Skip to main content

Data Sources API

Sprint 32024-12-XX

Overview

The Data Sources API manages data source connections, schema discovery, connection health monitoring, and credential management. This API enables unified access to 30+ data source types including SQL databases, NoSQL databases, cloud data warehouses, file storage systems, and APIs.

This module provides:

  • Data source creation and management
  • Connection testing and validation
  • Schema discovery and exploration
  • Connection health monitoring
  • Credential management
  • Support for multiple data source types (SQL, NoSQL, Cloud, Files, Streaming, API)
  • SSH tunnel support
  • Connection pooling and timeout configuration

Account Type & Use Case

Overview

This module provides:

  • Data source creation and management
  • Connection testing and validation
  • Schema discovery and exploration
  • Connection health monitoring
  • Credential management
  • Support for multiple data source types (SQL, NoSQL, Cloud, Files, Streaming, API)
  • SSH tunnel support
  • Connection pooling and timeout configuration

Data Sources Flow

The Data Sources API manages the complete lifecycle of data source connections, from initial creation through ongoing health monitoring. The flow ensures secure credential management, validates connectivity, discovers schema structures, and continuously monitors connection health to maintain reliable data access.

Data Sources Flow Diagram

View Flow Diagram

Data Sources Flow Diagram

Data Sources Flow Overview:

This flow diagram illustrates the complete data source lifecycle from creation through health monitoring.
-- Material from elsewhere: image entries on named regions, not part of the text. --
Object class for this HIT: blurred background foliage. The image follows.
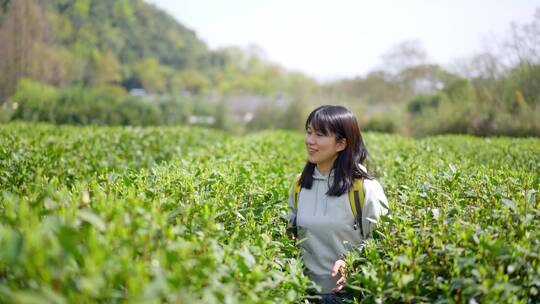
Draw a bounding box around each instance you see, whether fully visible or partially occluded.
[0,0,540,136]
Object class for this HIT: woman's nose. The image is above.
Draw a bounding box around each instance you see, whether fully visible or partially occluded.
[305,134,315,144]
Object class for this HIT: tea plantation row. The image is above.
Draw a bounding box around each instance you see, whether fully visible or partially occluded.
[0,123,540,303]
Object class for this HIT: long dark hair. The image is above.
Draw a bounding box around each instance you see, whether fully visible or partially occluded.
[299,105,373,196]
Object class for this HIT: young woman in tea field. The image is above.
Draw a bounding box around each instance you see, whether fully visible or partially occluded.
[289,105,388,303]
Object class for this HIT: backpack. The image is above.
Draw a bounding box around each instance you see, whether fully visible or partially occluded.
[293,174,364,236]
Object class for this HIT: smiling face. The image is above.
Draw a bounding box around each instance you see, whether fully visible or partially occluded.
[304,124,345,172]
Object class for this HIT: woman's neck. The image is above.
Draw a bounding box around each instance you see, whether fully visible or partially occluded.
[317,157,337,175]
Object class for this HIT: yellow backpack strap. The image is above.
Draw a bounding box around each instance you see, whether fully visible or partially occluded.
[294,174,302,212]
[349,178,364,235]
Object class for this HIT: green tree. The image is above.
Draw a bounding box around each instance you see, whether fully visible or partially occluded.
[135,58,166,93]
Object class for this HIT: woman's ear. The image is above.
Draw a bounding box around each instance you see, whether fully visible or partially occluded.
[336,138,347,152]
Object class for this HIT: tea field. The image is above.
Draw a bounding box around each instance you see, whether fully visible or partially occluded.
[0,123,540,303]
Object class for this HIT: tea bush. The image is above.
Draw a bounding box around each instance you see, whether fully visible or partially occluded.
[0,123,540,303]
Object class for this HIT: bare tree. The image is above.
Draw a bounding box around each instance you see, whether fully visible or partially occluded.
[381,39,428,75]
[0,0,51,103]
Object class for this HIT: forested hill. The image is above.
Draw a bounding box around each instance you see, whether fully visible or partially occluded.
[0,0,226,95]
[1,0,208,69]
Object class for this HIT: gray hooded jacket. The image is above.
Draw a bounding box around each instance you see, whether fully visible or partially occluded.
[289,167,388,293]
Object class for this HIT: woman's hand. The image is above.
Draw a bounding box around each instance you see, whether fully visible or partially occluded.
[330,260,347,293]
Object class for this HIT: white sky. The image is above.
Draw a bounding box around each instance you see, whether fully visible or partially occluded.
[147,0,540,81]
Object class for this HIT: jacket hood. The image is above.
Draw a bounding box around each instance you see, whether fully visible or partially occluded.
[313,164,367,180]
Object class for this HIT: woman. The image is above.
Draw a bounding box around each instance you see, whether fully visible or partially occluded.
[289,105,388,303]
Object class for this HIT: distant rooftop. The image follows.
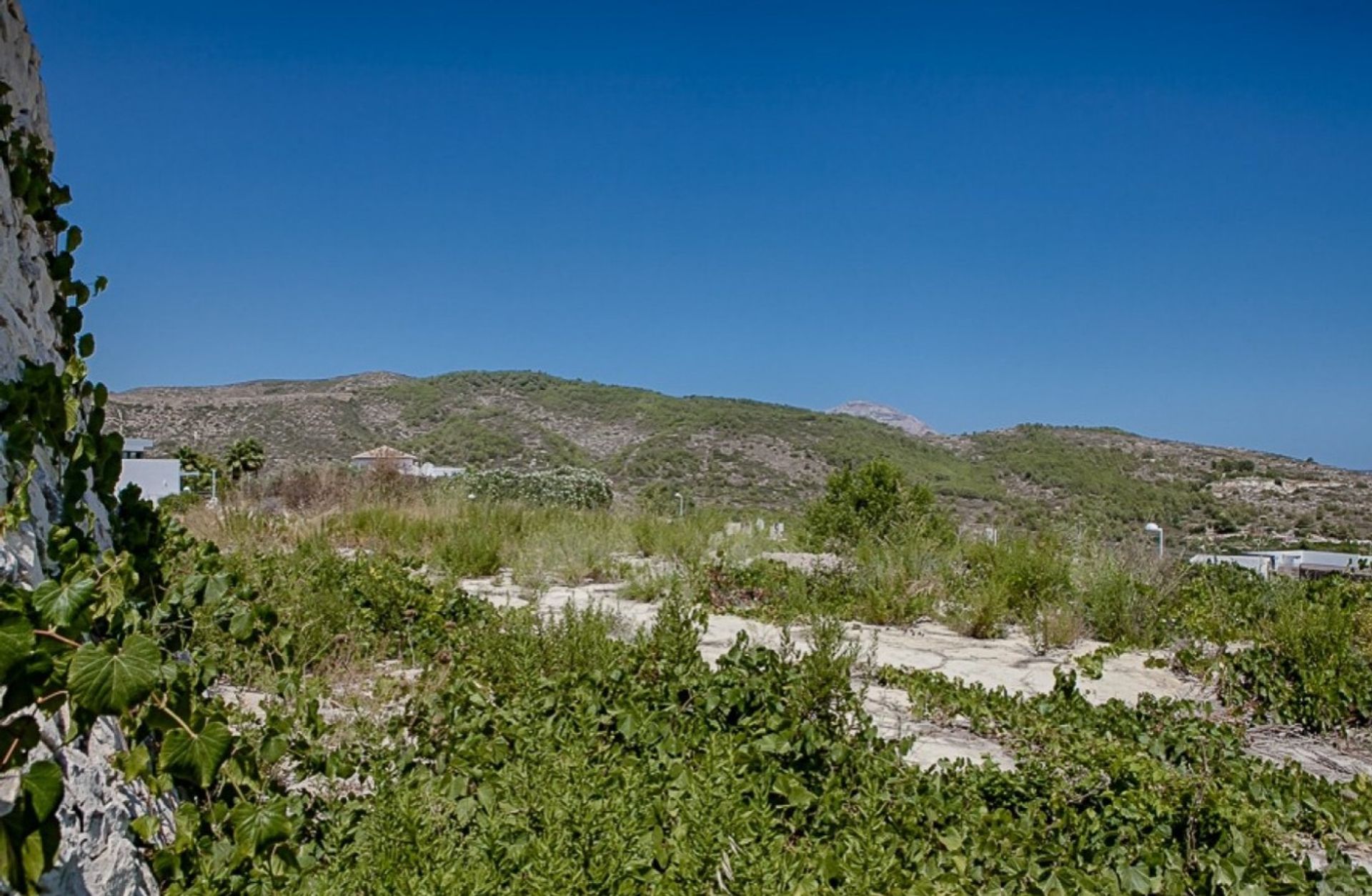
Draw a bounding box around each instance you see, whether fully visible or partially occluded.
[352,444,419,461]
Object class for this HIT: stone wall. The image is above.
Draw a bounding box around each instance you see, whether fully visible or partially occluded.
[0,0,159,893]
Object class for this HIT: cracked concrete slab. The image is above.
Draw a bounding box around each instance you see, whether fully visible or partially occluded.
[461,579,1372,781]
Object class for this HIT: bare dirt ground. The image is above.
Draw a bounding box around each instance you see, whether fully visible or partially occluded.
[461,577,1372,781]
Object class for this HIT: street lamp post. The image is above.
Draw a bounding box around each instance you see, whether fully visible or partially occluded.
[1143,523,1162,557]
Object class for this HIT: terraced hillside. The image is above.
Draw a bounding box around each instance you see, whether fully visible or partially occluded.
[111,372,1372,544]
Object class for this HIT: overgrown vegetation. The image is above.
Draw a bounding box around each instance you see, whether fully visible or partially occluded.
[0,92,1372,895]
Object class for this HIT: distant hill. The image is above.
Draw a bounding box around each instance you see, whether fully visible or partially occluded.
[829,401,935,435]
[110,372,1372,546]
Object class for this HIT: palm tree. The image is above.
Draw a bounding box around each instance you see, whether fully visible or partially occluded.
[224,439,266,482]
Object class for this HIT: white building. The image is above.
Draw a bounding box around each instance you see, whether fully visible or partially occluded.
[1191,550,1372,579]
[115,439,181,504]
[350,444,420,476]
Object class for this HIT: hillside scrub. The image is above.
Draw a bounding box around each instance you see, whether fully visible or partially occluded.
[802,458,952,552]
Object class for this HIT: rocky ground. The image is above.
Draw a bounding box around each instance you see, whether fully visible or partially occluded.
[461,577,1372,781]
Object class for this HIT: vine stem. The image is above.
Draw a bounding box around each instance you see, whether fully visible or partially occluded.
[33,629,81,647]
[152,697,200,741]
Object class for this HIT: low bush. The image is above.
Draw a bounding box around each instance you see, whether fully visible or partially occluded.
[459,467,615,509]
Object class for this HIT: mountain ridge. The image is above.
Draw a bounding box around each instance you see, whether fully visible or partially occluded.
[110,370,1372,541]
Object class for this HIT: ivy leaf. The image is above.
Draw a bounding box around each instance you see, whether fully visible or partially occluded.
[229,800,291,853]
[67,634,162,715]
[33,579,94,629]
[19,762,64,822]
[1120,865,1153,893]
[19,818,61,887]
[158,722,233,789]
[229,608,252,641]
[0,613,33,680]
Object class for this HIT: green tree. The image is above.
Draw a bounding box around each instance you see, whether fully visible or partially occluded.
[804,458,951,550]
[224,439,266,482]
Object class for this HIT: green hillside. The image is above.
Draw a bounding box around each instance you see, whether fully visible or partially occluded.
[112,372,1372,543]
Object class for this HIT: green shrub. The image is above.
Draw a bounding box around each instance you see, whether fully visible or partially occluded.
[802,458,950,550]
[459,467,615,509]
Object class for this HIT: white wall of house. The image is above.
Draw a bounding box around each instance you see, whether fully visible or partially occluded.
[116,457,181,504]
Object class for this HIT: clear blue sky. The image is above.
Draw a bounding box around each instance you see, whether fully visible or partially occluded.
[25,0,1372,468]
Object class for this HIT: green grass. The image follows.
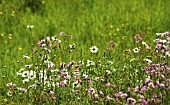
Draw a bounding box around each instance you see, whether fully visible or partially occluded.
[0,0,170,104]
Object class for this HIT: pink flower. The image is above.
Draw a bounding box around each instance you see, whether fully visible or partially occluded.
[52,96,56,100]
[58,76,61,80]
[38,41,41,46]
[145,78,150,84]
[135,34,140,39]
[106,82,111,87]
[128,87,131,91]
[60,81,64,86]
[61,71,66,75]
[87,87,95,95]
[120,93,128,98]
[76,90,79,94]
[156,80,160,85]
[48,43,52,47]
[88,79,92,84]
[126,49,131,54]
[127,97,136,105]
[99,90,103,95]
[106,96,111,101]
[50,90,54,95]
[106,70,110,74]
[94,94,99,98]
[146,46,151,50]
[141,86,146,92]
[159,83,165,88]
[95,77,99,82]
[134,86,139,92]
[60,32,64,36]
[83,74,88,79]
[76,73,80,78]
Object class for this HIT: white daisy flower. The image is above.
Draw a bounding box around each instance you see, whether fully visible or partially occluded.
[133,47,140,53]
[90,46,98,53]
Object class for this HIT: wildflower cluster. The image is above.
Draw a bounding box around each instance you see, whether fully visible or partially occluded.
[6,32,170,105]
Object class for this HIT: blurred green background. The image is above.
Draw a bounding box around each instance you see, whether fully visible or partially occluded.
[0,0,170,83]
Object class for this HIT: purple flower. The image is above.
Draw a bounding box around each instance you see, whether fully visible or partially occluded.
[95,77,99,82]
[106,96,111,101]
[60,32,64,36]
[135,34,140,39]
[141,86,146,92]
[127,97,136,105]
[106,82,111,87]
[60,81,64,86]
[49,90,54,95]
[106,70,110,74]
[75,90,79,94]
[145,78,150,84]
[76,73,80,78]
[38,41,41,46]
[48,43,52,47]
[94,94,99,98]
[88,79,92,84]
[159,83,165,88]
[52,96,56,100]
[99,90,103,95]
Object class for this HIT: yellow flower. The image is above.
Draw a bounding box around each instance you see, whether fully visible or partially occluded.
[19,47,22,51]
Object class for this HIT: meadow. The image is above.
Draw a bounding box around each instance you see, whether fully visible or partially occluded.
[0,0,170,105]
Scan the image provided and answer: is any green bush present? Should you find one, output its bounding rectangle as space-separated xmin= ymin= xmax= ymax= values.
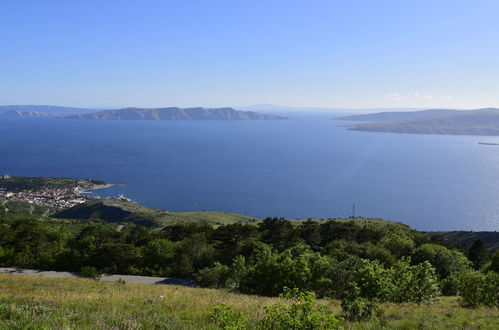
xmin=80 ymin=266 xmax=101 ymax=280
xmin=260 ymin=288 xmax=341 ymax=330
xmin=210 ymin=305 xmax=248 ymax=330
xmin=195 ymin=262 xmax=230 ymax=288
xmin=459 ymin=271 xmax=499 ymax=308
xmin=412 ymin=244 xmax=471 ymax=279
xmin=341 ymin=285 xmax=381 ymax=322
xmin=440 ymin=273 xmax=460 ymax=296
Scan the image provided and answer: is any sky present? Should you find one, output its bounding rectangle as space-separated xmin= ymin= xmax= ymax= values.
xmin=0 ymin=0 xmax=499 ymax=108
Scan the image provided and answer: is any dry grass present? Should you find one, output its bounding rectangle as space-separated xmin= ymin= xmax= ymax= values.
xmin=0 ymin=274 xmax=499 ymax=329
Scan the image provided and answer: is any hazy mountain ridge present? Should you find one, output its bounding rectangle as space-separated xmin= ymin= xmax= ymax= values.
xmin=0 ymin=110 xmax=61 ymax=117
xmin=65 ymin=107 xmax=288 ymax=120
xmin=339 ymin=108 xmax=499 ymax=136
xmin=0 ymin=105 xmax=99 ymax=117
xmin=333 ymin=108 xmax=499 ymax=121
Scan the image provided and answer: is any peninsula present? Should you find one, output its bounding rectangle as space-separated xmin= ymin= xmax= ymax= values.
xmin=65 ymin=107 xmax=289 ymax=120
xmin=336 ymin=108 xmax=499 ymax=136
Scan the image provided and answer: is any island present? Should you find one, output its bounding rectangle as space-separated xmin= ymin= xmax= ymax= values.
xmin=0 ymin=174 xmax=111 ymax=214
xmin=336 ymin=108 xmax=499 ymax=136
xmin=0 ymin=105 xmax=98 ymax=117
xmin=65 ymin=107 xmax=289 ymax=120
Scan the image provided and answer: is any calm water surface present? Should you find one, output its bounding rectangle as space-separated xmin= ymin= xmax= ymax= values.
xmin=0 ymin=115 xmax=499 ymax=230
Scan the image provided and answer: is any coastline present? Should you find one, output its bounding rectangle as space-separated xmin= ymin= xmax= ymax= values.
xmin=76 ymin=183 xmax=118 ymax=195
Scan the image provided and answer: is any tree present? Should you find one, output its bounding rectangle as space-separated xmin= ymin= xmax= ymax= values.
xmin=468 ymin=239 xmax=489 ymax=270
xmin=412 ymin=243 xmax=471 ymax=279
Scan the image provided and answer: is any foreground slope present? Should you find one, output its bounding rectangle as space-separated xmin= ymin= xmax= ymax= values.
xmin=66 ymin=107 xmax=287 ymax=120
xmin=0 ymin=274 xmax=499 ymax=329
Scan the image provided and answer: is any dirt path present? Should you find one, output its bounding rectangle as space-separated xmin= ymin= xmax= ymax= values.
xmin=0 ymin=268 xmax=196 ymax=287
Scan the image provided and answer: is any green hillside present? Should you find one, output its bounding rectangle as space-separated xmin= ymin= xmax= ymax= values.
xmin=54 ymin=199 xmax=258 ymax=227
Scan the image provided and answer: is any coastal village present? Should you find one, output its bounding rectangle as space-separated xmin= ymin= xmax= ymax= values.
xmin=0 ymin=174 xmax=105 ymax=211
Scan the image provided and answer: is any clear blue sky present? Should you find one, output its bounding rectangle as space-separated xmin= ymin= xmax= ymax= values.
xmin=0 ymin=0 xmax=499 ymax=108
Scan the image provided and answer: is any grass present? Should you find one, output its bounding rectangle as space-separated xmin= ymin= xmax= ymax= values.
xmin=0 ymin=274 xmax=499 ymax=329
xmin=54 ymin=199 xmax=258 ymax=227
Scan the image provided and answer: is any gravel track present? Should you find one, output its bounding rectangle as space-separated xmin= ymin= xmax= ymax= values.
xmin=0 ymin=268 xmax=196 ymax=287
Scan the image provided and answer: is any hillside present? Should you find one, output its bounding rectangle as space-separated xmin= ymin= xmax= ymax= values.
xmin=0 ymin=105 xmax=97 ymax=117
xmin=0 ymin=110 xmax=61 ymax=117
xmin=428 ymin=231 xmax=499 ymax=251
xmin=333 ymin=108 xmax=499 ymax=121
xmin=53 ymin=199 xmax=258 ymax=227
xmin=66 ymin=107 xmax=287 ymax=120
xmin=346 ymin=111 xmax=499 ymax=136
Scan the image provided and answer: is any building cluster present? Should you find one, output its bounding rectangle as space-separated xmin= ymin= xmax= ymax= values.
xmin=0 ymin=187 xmax=94 ymax=211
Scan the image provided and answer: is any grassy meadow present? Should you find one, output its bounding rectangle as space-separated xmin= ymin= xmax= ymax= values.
xmin=0 ymin=274 xmax=499 ymax=329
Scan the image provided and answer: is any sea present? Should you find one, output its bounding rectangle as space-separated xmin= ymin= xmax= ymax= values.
xmin=0 ymin=112 xmax=499 ymax=231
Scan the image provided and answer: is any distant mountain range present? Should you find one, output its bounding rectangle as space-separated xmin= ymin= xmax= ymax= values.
xmin=0 ymin=105 xmax=289 ymax=120
xmin=65 ymin=107 xmax=288 ymax=120
xmin=0 ymin=105 xmax=99 ymax=117
xmin=335 ymin=108 xmax=499 ymax=136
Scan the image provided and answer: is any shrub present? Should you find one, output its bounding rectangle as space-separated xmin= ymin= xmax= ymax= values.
xmin=459 ymin=271 xmax=499 ymax=308
xmin=341 ymin=285 xmax=381 ymax=322
xmin=196 ymin=262 xmax=230 ymax=288
xmin=440 ymin=273 xmax=460 ymax=296
xmin=349 ymin=259 xmax=391 ymax=300
xmin=80 ymin=266 xmax=101 ymax=281
xmin=387 ymin=258 xmax=440 ymax=304
xmin=412 ymin=244 xmax=471 ymax=279
xmin=260 ymin=288 xmax=341 ymax=330
xmin=210 ymin=305 xmax=248 ymax=330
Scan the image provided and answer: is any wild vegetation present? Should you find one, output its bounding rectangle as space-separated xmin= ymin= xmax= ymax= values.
xmin=0 ymin=214 xmax=499 ymax=312
xmin=0 ymin=274 xmax=499 ymax=329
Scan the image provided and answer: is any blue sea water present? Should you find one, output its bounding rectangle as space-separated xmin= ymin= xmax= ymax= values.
xmin=0 ymin=114 xmax=499 ymax=230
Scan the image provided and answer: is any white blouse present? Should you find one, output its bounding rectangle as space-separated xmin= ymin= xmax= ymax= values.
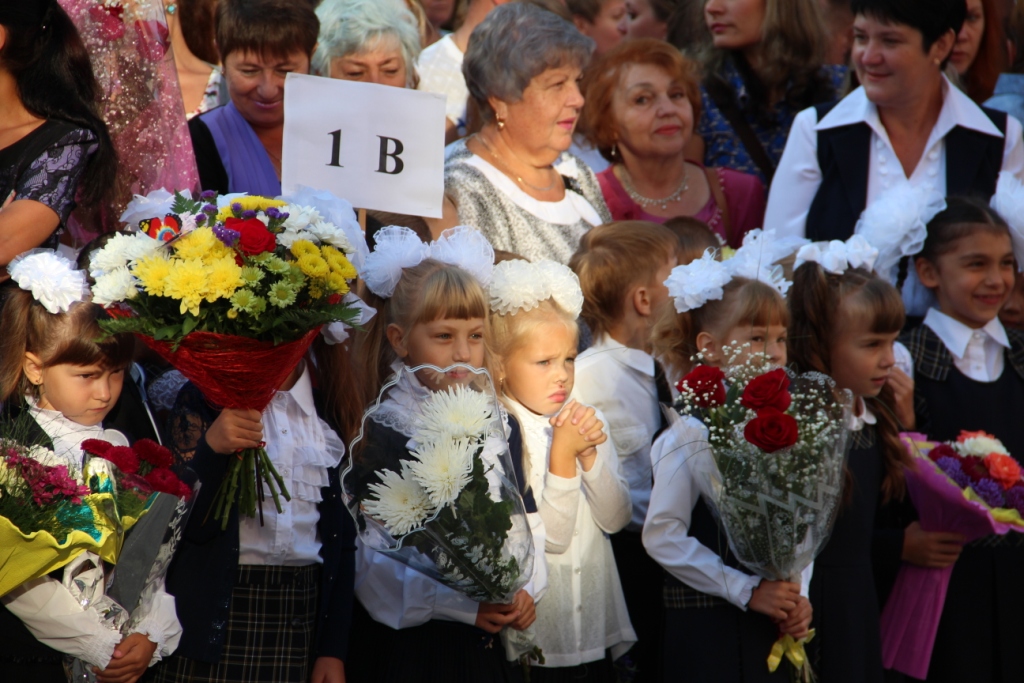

It demonstrates how data sources are validated, encrypted, tested, and monitored to ensure reliable data access.

Key Flow Components:

  1. Data Source Creation: User provides connection details which are validated and encrypted before storage
  2. Connection Testing: System automatically tests connectivity to verify credentials and network access
  3. Schema Discovery: Optional async process that catalogs database structure (tables, columns, relationships)
  4. Health Monitoring: Continuous monitoring of connection status, response times, and availability
  5. Status Management: Data sources transition through states (testing, active, inactive, failed) based on connection health
  6. Error Handling: Failed connections can be retried, with status updates and alerts for administrators

Internal Developer Notes:

  • Credentials are encrypted at rest using organization-specific encryption keys
  • Connection testing and schema discovery run in thread pool executors to prevent blocking the event loop
  • Schema discovery is an async operation that may take time for large databases
  • Health checks run periodically and update connection status automatically
  • Connection metrics include pool utilization, circuit breaker states, and cache statistics

Base Path

All data source endpoints are prefixed with /api/v1/data-sources

Authentication

All endpoints require authentication:

Authorization: Bearer <access_token>

Data Source Types

The API supports the following data source types:

SQL Databases

  • PostgreSQL
  • MySQL
  • MariaDB
  • SQL Server
  • Oracle
  • Snowflake
  • BigQuery
  • Redshift

NoSQL Databases

  • MongoDB
  • Elasticsearch
  • Redis
  • Cassandra
  • DynamoDB

File-Based Sources

  • CSV
  • Excel
  • JSON
  • Parquet
  • ORC
  • Delta Lake
  • Iceberg
  • Hudi
  • S3

Other

  • HTTP API
  • Other (custom)

Connection Management

Connection Pooling

  • Configurable pool size (default: 5)
  • Connection timeout (default: 30 seconds)
  • Query timeout (default: 300 seconds)
  • Max retries (default: 3)

SSH Tunnels

  • Support for SSH tunnel connections
  • Configurable SSH host, port, and credentials
  • Automatic local port assignment

Connection Health

  • Automatic health monitoring
  • Connection status tracking (active, inactive, testing, failed, maintenance)
  • Health history with response time metrics
  • Uptime percentage calculation

Schema Discovery

  • Automatic schema discovery for databases
  • Configurable auto-refresh interval (default: 3600 seconds)
  • Manual schema refresh support
  • Schema caching for performance
  • Support for multiple schemas per data source
  • Column-level metadata (types, constraints, comments)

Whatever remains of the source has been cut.